Optional: Set resource limits in docker-compose.override.yml
deploy:
resources:
limits:
memory: 4G
cpus: '1.0'
1.4. Perform Database Maintenance
Run regularly:
VACUUM (VERBOSE, ANALYZE) langchain_pg_embedding;
1.5. Advanced PostgreSQL Tuning
Consider tuning:
shared_buffers
work_mem
maintenance_work_mem
effective_cache_size
These live in postgresql.conf
(inside the container).
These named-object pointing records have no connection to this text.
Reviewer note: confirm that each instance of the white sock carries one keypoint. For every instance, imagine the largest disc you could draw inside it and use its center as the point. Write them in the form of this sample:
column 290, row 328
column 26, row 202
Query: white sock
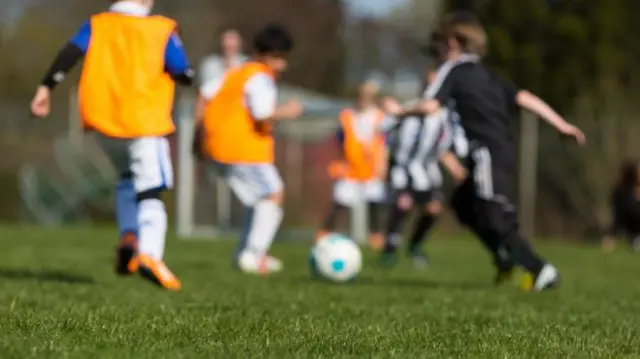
column 152, row 220
column 267, row 216
column 126, row 207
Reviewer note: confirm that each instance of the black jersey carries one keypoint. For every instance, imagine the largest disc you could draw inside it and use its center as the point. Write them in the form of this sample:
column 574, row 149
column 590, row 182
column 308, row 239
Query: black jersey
column 484, row 101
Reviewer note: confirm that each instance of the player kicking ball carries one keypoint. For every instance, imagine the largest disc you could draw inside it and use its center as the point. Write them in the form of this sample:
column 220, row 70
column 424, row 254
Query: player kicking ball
column 418, row 146
column 132, row 61
column 363, row 149
column 485, row 104
column 235, row 117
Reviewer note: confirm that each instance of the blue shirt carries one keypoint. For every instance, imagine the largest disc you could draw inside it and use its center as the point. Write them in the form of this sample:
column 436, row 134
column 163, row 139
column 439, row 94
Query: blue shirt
column 175, row 58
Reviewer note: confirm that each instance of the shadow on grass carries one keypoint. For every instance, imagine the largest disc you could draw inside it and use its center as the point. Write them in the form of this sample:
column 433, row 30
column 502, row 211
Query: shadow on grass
column 46, row 275
column 417, row 283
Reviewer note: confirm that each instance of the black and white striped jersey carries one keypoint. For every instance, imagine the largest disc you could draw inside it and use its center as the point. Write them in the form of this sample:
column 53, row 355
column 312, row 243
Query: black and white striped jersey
column 415, row 146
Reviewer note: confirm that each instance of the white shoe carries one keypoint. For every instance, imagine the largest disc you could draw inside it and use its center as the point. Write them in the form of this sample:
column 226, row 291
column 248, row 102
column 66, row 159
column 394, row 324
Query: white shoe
column 547, row 278
column 249, row 262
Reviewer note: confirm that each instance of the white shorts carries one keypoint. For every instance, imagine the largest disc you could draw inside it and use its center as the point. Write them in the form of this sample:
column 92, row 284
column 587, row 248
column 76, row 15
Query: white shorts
column 147, row 160
column 346, row 192
column 250, row 182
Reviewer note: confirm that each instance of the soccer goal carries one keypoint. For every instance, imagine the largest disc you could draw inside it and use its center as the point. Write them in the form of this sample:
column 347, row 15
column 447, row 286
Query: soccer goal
column 205, row 206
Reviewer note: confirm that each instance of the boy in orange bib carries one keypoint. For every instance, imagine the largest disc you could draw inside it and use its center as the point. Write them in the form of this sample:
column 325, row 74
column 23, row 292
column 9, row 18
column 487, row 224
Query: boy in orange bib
column 364, row 152
column 131, row 62
column 235, row 119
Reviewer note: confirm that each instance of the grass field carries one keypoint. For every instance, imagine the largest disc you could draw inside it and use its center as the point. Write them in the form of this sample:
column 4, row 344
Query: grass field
column 59, row 299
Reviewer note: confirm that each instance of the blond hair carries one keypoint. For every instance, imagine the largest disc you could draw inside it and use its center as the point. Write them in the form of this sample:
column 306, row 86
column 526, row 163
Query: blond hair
column 467, row 30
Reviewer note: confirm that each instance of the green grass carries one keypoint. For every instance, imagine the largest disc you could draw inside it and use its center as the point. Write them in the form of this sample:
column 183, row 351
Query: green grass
column 59, row 299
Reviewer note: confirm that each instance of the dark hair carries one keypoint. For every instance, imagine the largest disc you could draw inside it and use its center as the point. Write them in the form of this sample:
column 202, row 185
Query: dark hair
column 628, row 176
column 273, row 38
column 466, row 29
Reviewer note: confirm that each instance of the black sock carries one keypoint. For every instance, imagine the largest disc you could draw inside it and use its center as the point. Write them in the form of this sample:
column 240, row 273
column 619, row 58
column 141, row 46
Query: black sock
column 423, row 225
column 332, row 218
column 375, row 210
column 394, row 228
column 523, row 253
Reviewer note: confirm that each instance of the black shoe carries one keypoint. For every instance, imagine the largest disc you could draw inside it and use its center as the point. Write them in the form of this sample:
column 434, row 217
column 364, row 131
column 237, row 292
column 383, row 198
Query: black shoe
column 505, row 269
column 126, row 262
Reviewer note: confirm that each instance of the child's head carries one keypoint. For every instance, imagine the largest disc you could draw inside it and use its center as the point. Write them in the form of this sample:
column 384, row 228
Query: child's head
column 461, row 32
column 272, row 45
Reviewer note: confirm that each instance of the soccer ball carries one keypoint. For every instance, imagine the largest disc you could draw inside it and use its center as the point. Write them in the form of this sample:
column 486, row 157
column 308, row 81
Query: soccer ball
column 336, row 257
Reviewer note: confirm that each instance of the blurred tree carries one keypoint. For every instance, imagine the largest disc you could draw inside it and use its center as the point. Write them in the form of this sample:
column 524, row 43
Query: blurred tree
column 580, row 56
column 317, row 27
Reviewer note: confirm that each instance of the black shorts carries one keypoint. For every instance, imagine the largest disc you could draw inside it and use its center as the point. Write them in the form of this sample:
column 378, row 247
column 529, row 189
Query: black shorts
column 418, row 198
column 483, row 200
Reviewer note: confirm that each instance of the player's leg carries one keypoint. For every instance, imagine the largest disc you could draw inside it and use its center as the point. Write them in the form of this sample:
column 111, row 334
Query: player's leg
column 497, row 216
column 400, row 205
column 464, row 203
column 150, row 164
column 117, row 150
column 127, row 220
column 430, row 206
column 375, row 194
column 343, row 198
column 259, row 187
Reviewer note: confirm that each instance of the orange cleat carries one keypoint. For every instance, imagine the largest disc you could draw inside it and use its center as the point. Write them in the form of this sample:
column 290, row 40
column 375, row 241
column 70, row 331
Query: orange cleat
column 158, row 273
column 126, row 262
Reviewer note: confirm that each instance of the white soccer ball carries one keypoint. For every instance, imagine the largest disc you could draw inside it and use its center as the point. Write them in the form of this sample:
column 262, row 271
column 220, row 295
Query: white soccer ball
column 336, row 257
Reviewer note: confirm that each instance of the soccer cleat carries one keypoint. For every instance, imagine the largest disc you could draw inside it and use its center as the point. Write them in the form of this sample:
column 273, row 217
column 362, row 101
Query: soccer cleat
column 157, row 272
column 504, row 275
column 376, row 241
column 249, row 262
column 126, row 261
column 548, row 278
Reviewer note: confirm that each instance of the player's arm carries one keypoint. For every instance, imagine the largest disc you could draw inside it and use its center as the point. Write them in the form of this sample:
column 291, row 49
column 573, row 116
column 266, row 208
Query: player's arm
column 176, row 61
column 262, row 98
column 533, row 103
column 64, row 62
column 453, row 166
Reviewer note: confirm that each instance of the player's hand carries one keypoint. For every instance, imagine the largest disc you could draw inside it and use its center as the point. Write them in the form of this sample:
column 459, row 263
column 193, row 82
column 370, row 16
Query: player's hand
column 41, row 103
column 391, row 106
column 459, row 174
column 574, row 132
column 291, row 110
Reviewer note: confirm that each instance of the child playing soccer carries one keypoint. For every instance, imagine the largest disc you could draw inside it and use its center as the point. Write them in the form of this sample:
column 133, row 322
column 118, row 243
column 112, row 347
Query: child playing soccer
column 485, row 105
column 131, row 62
column 420, row 145
column 236, row 116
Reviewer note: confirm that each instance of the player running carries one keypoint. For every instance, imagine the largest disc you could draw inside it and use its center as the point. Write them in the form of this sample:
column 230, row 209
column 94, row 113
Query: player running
column 485, row 104
column 131, row 62
column 236, row 116
column 418, row 146
column 364, row 165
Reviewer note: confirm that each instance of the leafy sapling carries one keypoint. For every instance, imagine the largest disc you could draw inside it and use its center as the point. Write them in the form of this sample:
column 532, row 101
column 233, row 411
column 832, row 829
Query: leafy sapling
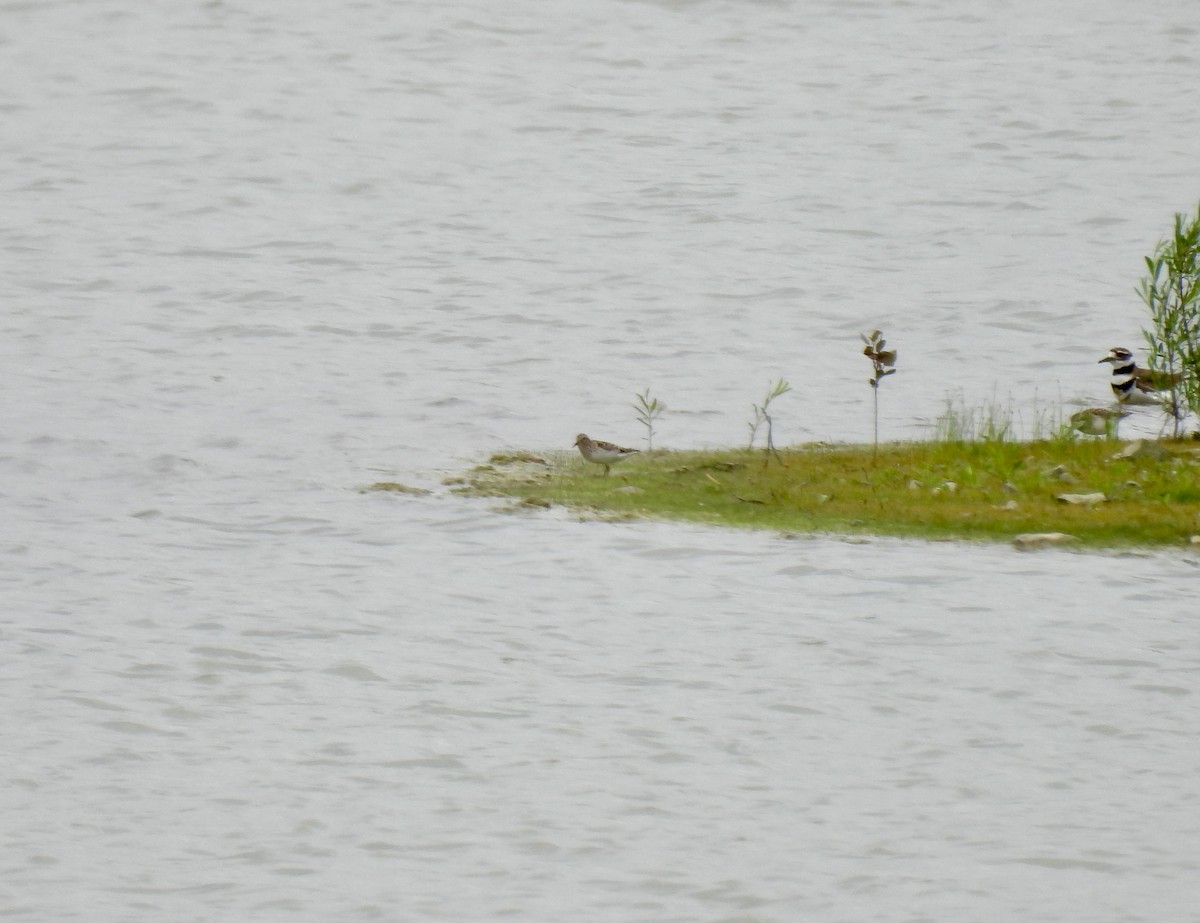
column 1171, row 291
column 762, row 415
column 883, row 364
column 648, row 411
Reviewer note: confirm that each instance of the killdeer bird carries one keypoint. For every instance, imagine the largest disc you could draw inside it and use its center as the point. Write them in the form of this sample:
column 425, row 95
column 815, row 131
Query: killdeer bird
column 1132, row 384
column 601, row 453
column 1098, row 420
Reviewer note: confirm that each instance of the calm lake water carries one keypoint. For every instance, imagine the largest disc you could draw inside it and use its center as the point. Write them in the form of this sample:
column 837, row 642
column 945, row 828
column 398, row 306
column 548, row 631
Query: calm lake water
column 261, row 255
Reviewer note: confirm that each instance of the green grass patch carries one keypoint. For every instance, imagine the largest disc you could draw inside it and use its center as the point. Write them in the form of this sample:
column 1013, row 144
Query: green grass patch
column 935, row 490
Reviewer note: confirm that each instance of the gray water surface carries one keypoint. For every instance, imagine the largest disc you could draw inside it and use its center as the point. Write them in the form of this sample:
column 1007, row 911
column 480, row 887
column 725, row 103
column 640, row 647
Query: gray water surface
column 258, row 256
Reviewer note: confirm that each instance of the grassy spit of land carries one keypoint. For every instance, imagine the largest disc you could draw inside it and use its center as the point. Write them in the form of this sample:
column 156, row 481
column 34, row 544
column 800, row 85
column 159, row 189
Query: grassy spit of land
column 936, row 490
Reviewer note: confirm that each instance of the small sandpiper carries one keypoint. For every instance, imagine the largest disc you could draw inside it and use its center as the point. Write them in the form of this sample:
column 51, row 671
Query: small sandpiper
column 1132, row 384
column 1098, row 420
column 601, row 453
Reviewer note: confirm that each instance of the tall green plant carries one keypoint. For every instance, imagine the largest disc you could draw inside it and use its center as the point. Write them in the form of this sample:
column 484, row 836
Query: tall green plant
column 1171, row 291
column 762, row 415
column 882, row 364
column 648, row 411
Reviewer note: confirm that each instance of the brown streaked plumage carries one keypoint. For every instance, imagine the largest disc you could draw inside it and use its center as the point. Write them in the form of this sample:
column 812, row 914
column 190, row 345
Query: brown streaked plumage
column 601, row 453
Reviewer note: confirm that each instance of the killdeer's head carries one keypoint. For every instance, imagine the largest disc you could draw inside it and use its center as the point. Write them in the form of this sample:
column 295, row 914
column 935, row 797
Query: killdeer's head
column 1119, row 357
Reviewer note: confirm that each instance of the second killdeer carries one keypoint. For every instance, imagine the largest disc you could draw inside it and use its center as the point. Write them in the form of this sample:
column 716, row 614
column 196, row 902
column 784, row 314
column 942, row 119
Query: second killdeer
column 601, row 453
column 1132, row 384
Only touch them if you know what you’re doing.
2. Tune Chunking Strategy (.env
)
Impacts upload speed and retrieval precision.
2.1. Open the main .env
file:
nano ~/LibreChat/.env
2.2. Modify chunk settings:
CHUNK_SIZE=1500
CHUNK_OVERLAP=150
Try other combinations like:
1000/100
500/50
Trade-offs:
- Larger chunks = faster processing, lower precision
- Smaller chunks = slower, more precise
2.3. Save, exit, and restart:
docker-compose down
docker-compose up -d --force-recreate
2.4. Delete Old Embeddings
- Easiest: Delete files via UI
- Advanced: Delete from DB
DELETE FROM langchain_pg_embedding WHERE cmetadata ->> 'file_id' = 'YOUR_FILE_ID';
🔁 Safer method: Use a new test file for each config test
2.5. Re-upload & test performance
3. Optimize Embedding Process
Set provider/model in .env
.
Examples:
OpenAI:
EMBEDDINGS_PROVIDER=openai
EMBEDDINGS_MODEL=text-embedding-ada-002
Azure:
EMBEDDINGS_PROVIDER=azure
AZURE_OPENAI_API_KEY=...
AZURE_OPENAI_ENDPOINT=...
AZURE_OPENAI_EMBEDDINGS_DEPLOYMENT_NAME=...
Ollama (local):
EMBEDDINGS_PROVIDER=ollama
OLLAMA_BASE_URL=http://ollama:11434
EMBEDDINGS_MODEL=nomic-embed-text
Restart and re-upload:
docker-compose down
docker-compose up -d --force-recreate
4. Tune Retrieval Strategy
How many chunks are retrieved affects both relevance and API limits.
4.1. In .env
:
RAG_API_TOP_K=3
# RAG_USE_FULL_CONTEXT=True
- Lower
TOP_K
= safer, faster - Higher
TOP_K
= more context, risk of hitting token limits
5. Monitor LibreChat API Logs
Check for truncation or token overflows.
5.1. Run a large query, then:
docker logs <apiN_container_name> --tail 300
Search for:
... [truncated]
If present, reduce TOP_K
or CHUNK_SIZE
.
6. Manage Server Load & Isolation
6.1. Monitor:
htop
docker stats
6.2. Reduce Load (temporarily):
# Stop unused APIs or admin panels
docker-compose stop api2 api3
sudo systemctl stop lcadmin3.service
6.3. Upgrade Hardware
- More RAM/CPU
- Use SSD (preferably NVMe)
- GPU boosts embedding (if using local models)
6.4. Advanced: Separate Services
You can host vectordb
and rag_api
on separate machines for heavy workloads.
Summary
Start with index optimization. Then move on to:
- Chunk tuning (
CHUNK_SIZE
,CHUNK_OVERLAP
) - Retrieval strategy (
RAG_API_TOP_K
) - Embedding configuration
- API log monitoring
Test each change independently. Always monitor API logs and resource usage. If issues persist, consider model/hardware upgrades.